Desmoteplase and Stroke
Desmoteplase is a genetically engineered version of a blood clot-dissolving protein from the saliva of the vampire bat Desmodus rotundus. Desmoteplase acts in a similar way as rt-PA, but is almost exclusively activated through fibrin. As a result of this "selective lysis" Desmoteplase is able to dissolve the blood clot locally without affecting the integrity of the body's blood coagulation system, which is thought to reduce the risk of intracranial bleeding as compared to less fibrin specific plasminogen activators. Recent data show that Desmoteplase has also neuroprotective properties, which are distinct from rt-PA.

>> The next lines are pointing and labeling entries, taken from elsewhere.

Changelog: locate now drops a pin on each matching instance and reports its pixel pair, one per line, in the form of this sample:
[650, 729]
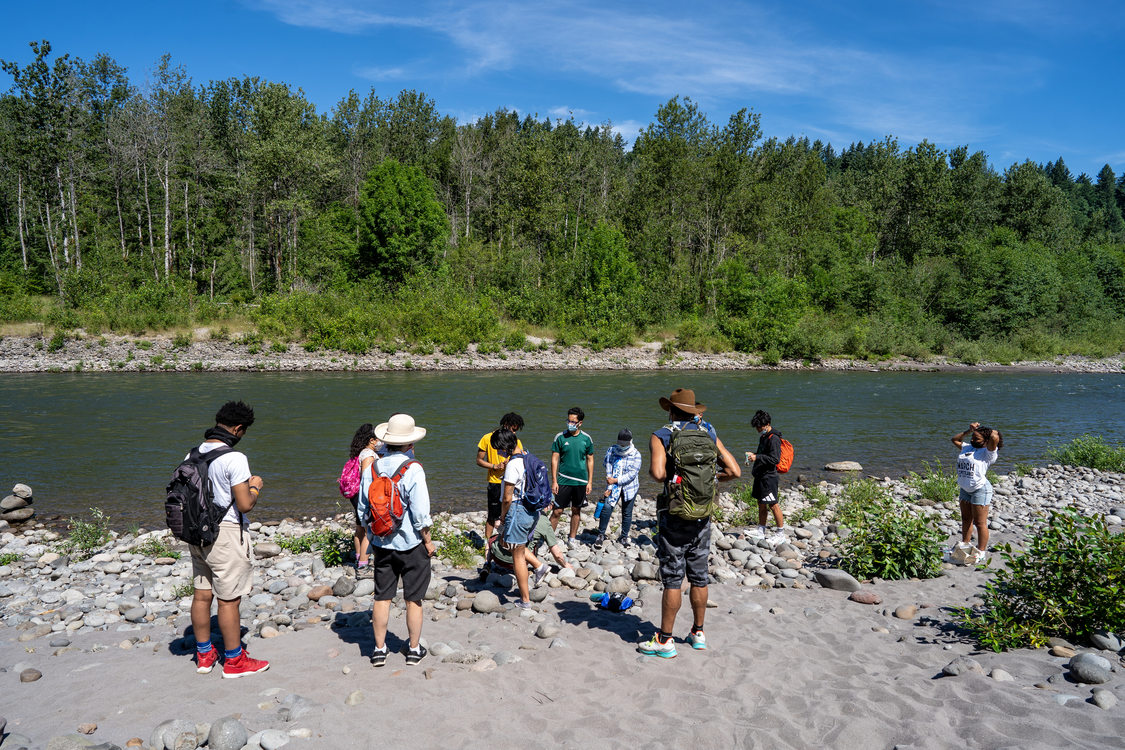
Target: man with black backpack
[690, 460]
[222, 569]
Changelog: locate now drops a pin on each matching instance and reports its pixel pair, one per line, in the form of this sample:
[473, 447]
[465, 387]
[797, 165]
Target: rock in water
[838, 580]
[843, 466]
[227, 733]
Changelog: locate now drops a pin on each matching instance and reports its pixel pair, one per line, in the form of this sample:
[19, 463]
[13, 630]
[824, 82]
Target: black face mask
[222, 434]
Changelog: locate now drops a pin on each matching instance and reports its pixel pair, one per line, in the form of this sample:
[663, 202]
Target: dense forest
[383, 223]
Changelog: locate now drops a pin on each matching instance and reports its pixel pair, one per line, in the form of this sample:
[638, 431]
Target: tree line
[137, 206]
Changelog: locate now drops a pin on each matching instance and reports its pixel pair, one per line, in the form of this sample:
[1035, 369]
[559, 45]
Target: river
[111, 441]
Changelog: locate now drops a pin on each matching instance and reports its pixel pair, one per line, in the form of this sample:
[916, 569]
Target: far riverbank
[162, 353]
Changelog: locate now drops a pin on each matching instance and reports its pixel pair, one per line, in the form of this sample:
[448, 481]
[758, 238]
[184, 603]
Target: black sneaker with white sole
[414, 657]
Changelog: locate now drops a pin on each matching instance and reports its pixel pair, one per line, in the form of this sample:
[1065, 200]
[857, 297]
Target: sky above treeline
[1031, 79]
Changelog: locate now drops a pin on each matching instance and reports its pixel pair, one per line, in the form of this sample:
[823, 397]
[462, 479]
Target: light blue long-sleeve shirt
[624, 464]
[415, 495]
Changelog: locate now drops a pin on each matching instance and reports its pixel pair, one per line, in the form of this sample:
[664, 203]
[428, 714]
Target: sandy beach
[114, 353]
[790, 663]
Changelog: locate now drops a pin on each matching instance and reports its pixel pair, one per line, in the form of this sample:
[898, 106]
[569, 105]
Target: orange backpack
[786, 455]
[385, 507]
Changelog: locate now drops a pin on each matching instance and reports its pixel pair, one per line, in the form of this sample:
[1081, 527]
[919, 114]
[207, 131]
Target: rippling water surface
[111, 441]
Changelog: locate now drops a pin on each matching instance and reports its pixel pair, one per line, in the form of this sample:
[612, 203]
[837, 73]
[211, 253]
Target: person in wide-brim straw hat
[683, 399]
[399, 431]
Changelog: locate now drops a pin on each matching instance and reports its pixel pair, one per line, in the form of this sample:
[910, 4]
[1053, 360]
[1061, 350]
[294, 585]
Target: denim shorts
[683, 547]
[982, 496]
[520, 523]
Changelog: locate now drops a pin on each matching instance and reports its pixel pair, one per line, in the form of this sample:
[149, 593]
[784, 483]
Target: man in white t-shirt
[223, 570]
[974, 458]
[519, 520]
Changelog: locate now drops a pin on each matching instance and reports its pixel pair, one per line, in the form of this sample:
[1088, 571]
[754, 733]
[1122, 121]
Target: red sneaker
[206, 661]
[243, 665]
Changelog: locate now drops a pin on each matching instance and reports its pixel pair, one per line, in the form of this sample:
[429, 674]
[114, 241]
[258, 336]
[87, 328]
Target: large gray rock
[1106, 641]
[343, 586]
[843, 466]
[263, 550]
[962, 666]
[167, 733]
[1089, 668]
[836, 579]
[486, 602]
[18, 515]
[12, 503]
[227, 733]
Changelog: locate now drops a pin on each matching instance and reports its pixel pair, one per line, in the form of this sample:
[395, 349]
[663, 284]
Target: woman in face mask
[974, 458]
[622, 480]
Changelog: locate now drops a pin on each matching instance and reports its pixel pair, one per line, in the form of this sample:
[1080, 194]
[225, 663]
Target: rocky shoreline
[55, 610]
[162, 353]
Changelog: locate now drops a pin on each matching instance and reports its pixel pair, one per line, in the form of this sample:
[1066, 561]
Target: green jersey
[573, 450]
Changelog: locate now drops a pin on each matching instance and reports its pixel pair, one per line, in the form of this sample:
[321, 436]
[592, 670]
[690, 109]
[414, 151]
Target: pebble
[865, 597]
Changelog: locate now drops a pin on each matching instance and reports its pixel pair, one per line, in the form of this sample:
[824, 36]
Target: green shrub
[817, 503]
[1067, 584]
[86, 536]
[893, 543]
[453, 544]
[332, 544]
[1090, 451]
[935, 485]
[155, 548]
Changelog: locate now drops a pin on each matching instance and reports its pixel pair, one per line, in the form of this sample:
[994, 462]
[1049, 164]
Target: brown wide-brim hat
[683, 399]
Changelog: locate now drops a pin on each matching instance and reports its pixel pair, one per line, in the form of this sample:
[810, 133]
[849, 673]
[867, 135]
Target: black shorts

The analysis of the second part of the DIAS (Desmoteplase In Acute Ischemic Stroke) study has met the high expectations for the substance Desmoteplase, which is already known as the "Vampire Bat Plasminogen Activator".
Dose dependent reperfusion
By administering Desmoteplase the blood flow in the damaged brain area of patients was significantly improved and expansion of the damaged brain area was prevented. This re-established perfusion (reperfusion), measured by magnetic resonance imaging (MRI) was dependant on the dose administered and could be achieved in 46.7 % of patients with a dose of 90µg/kg Desmoteplase whereas the highest well tolerated dose of 125µg/kg led to reperfusion in even 71.4% of patients.
Reperfusion translating into clinical improvement Better reperfusion translated into better clinical outcome, measured with a combined endpoint consisting of the NIH Stroke Scale, modified Rankin Scale (mRS) and Barthel Index (BI). With the dose of 90µg/kg 46.7 % and with 125µg/kg 60% of patients reached the pre-defined clinical endpoint at 90 days after treatment.
Safety in the late time window A known side effect of thrombolysis is intra-cranial bleeding. Based on earlier results, new dosages were tested and showed a positive safety profile, clearly exceeding the expectations for the drug, when administering 90 µg/kg or 125 µg/kg. The combined rate of intra-cranial bleeding for both groups was 3.3 % and bleeding risk was not higher for patients treated 6 to 9 hours after the acute event as compared to those treated between 3 to 6 hours.
"The study emphasises that by using new diagnostic techniques, an effective and safe reperfusion could be possible in a longer time window. I hope that in the future more centres will use this technique", says Professor Werner Hacke, Director of the Neurological University Clinic of Heidelberg in Germany and principal investigator of the completed DIAS study.
Anthony Furlan, Medical Director of the Cerebrovascular Center, Cleveland Clinic Foundation, Ohio, and principal investigator of PAION's ongoing US trial (DEDAS) is very encouraged by these results: "We are now even more eager to complete the US trial with Desmoteplase in the hope that we will replicate the impressive safety and improvement in outcomes seen in DIAS. The results of the DIAS trial have reinvigorated interest in reperfusion with a plasminogen activator beyond 3 hours in the US and the world stroke community."